Who is in need of the Spirit’s renewal today? Of course all of us are. But who are those especially in need of God’s Spirit: “The poor… the blind… the oppressed” among us today? It is no secret that our city; our diocese includes some of the poorest people in our nation. Even in the richest parishes, do we not encounter the materially poor; the unemployed and underemployed; the migrant; the refugee child and family? Have we not already encountered those “oppressed” by the breakdown of marriages and families; children who can become “blind” to God’s love for them by suffering; by experiences we would wish on no child; no person?
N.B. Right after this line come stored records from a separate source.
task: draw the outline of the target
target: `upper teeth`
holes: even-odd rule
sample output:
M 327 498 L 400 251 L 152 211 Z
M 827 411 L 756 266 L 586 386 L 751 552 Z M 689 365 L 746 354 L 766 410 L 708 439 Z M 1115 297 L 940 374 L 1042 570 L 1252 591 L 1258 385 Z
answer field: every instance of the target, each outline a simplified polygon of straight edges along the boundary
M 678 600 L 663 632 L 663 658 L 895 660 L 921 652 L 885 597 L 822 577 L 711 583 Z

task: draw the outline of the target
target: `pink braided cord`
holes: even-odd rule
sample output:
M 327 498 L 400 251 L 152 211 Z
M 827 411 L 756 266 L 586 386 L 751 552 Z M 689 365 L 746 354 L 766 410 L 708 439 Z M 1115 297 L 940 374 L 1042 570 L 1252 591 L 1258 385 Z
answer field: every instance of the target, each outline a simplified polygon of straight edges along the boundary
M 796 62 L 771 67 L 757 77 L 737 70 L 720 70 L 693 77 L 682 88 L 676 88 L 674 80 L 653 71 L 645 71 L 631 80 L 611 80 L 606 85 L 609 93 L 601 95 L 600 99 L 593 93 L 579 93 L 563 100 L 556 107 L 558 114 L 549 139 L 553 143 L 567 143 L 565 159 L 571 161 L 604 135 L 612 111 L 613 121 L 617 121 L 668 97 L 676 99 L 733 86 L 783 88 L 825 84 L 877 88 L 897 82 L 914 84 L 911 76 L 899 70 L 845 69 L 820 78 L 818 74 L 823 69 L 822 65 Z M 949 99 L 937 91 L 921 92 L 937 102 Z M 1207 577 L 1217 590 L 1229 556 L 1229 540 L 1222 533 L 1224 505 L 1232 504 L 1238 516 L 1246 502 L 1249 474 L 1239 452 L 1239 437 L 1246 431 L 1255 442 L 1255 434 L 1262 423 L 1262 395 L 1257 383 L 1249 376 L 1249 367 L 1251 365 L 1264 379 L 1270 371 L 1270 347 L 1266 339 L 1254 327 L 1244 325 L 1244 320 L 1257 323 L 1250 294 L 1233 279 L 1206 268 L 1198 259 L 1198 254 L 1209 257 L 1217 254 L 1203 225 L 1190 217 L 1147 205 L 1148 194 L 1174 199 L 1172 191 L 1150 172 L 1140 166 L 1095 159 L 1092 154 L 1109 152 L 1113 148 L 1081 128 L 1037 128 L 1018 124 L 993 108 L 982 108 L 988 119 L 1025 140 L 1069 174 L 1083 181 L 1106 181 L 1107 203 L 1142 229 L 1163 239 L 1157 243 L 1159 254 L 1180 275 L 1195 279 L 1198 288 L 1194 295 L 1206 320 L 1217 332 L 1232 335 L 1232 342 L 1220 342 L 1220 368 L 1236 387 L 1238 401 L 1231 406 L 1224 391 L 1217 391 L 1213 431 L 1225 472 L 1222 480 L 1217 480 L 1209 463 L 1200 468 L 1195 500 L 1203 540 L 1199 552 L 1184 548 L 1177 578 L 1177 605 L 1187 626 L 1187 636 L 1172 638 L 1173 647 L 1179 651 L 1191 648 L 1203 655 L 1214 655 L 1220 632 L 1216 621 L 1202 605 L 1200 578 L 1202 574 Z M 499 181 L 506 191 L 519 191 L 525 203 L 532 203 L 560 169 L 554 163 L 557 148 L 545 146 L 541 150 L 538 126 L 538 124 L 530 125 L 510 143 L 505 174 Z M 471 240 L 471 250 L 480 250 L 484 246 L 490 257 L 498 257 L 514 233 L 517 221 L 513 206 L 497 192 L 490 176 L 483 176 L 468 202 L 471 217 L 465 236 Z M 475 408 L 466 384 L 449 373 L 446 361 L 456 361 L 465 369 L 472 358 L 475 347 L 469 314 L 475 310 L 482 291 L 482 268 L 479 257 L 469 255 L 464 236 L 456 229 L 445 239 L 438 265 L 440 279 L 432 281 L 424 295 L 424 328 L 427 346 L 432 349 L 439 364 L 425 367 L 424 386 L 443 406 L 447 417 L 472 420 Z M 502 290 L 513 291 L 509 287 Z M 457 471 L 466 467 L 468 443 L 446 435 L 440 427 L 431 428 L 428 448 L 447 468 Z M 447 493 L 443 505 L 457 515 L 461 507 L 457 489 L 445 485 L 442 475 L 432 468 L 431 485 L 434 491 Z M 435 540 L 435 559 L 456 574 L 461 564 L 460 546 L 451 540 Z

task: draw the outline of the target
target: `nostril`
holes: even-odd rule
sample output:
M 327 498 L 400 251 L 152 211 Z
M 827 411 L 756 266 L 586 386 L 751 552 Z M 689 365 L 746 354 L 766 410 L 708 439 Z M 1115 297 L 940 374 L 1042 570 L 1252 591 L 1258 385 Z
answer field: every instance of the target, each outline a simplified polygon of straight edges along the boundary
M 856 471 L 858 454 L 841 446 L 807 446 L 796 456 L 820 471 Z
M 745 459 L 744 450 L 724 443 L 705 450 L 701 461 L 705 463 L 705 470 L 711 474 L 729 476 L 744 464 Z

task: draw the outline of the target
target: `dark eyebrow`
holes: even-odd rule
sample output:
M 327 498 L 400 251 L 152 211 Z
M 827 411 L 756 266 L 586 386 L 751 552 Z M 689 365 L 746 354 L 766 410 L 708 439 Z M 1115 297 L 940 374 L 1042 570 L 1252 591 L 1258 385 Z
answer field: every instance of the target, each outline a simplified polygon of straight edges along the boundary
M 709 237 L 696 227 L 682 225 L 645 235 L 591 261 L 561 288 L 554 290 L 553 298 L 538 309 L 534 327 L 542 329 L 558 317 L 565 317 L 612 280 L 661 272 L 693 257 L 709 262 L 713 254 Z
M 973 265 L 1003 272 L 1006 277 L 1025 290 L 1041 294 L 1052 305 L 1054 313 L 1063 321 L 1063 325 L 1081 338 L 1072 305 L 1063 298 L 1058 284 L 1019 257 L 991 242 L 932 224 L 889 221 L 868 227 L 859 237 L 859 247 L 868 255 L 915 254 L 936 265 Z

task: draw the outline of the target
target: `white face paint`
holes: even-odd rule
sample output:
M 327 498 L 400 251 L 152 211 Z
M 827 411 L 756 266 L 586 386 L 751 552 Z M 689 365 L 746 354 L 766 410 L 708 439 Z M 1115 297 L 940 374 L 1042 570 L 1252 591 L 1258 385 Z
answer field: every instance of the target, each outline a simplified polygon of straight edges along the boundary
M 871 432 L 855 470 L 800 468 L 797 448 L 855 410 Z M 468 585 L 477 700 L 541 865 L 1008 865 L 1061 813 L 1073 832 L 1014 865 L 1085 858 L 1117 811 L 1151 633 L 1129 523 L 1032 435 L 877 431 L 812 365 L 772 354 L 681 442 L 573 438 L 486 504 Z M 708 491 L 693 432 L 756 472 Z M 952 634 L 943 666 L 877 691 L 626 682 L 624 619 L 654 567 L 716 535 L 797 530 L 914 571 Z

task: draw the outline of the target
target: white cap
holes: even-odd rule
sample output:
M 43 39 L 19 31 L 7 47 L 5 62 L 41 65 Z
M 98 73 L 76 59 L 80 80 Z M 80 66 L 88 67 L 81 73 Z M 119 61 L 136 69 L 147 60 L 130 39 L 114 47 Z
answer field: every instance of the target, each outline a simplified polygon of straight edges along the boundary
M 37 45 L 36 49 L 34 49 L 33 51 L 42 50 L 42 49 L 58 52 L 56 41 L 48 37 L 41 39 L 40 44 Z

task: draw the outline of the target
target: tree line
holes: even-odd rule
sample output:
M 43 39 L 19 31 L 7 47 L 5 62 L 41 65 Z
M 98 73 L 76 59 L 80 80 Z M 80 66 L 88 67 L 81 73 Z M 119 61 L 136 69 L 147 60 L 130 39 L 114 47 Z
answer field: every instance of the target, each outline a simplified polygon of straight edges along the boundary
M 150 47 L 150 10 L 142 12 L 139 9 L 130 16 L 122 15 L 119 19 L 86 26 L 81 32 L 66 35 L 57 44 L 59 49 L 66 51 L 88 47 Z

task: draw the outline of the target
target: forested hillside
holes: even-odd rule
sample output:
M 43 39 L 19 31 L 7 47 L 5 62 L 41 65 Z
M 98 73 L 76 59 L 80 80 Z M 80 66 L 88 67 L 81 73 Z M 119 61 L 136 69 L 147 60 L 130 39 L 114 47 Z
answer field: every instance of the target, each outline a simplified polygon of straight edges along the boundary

These are the people to whom the Lord sends us especially “to proclaim the Good News”: “Today the Scripture is fulfilled in your hearing.” Today God’s Holy Spirit is present among us. Today God’s Holy Spirit calls us to unity in Christ: “Many spiritual gifts” but “one body, one spirit in Christ.”

How do we proclaim this message today to those who are well-off; to those who are in stable households; to those who already have a strong faith; a strong relationship with God, and to those who do not; who are among “the poor,” the “oppressed,” and the “blind”? Today we are this living message. Today we are “the Scripture… fulfilled” in one another’s hearing; one another’s experience. Today we are sent to bear the Holy Spirit to all we meet; all we teach; all whom we form in our faith.

We may from time to time be like the child with a blank sheet of paper: “I don’t get it”! But is the Holy Spirit not less about “getting it” than living it? “The Holy Spirit is upon me.” How deeply do we believe and act by these words of Isaiah; words echoed by our Lord Jesus? If we live by kindness toward those we serve, even in the smallest ways; if we live in a way that seeks out those in special need and seeks to satisfy those needs as we are able; if we are humble enough to learn from those we teach; catechize; form; to place ourselves where they are in their experience of our faith, then we will know the Spirit more deeply than we could ever express in words or images.

We will then be able to say after our Lord: “The Spirit of the LORD” is upon me… Today this Scripture… is fulfilled in [our] hearing.” Today we are in relationship with our God of loving service as faith formators. Today God’s Holy Spirit dwells among us and is at work through us in the renewal of “the face of the earth.”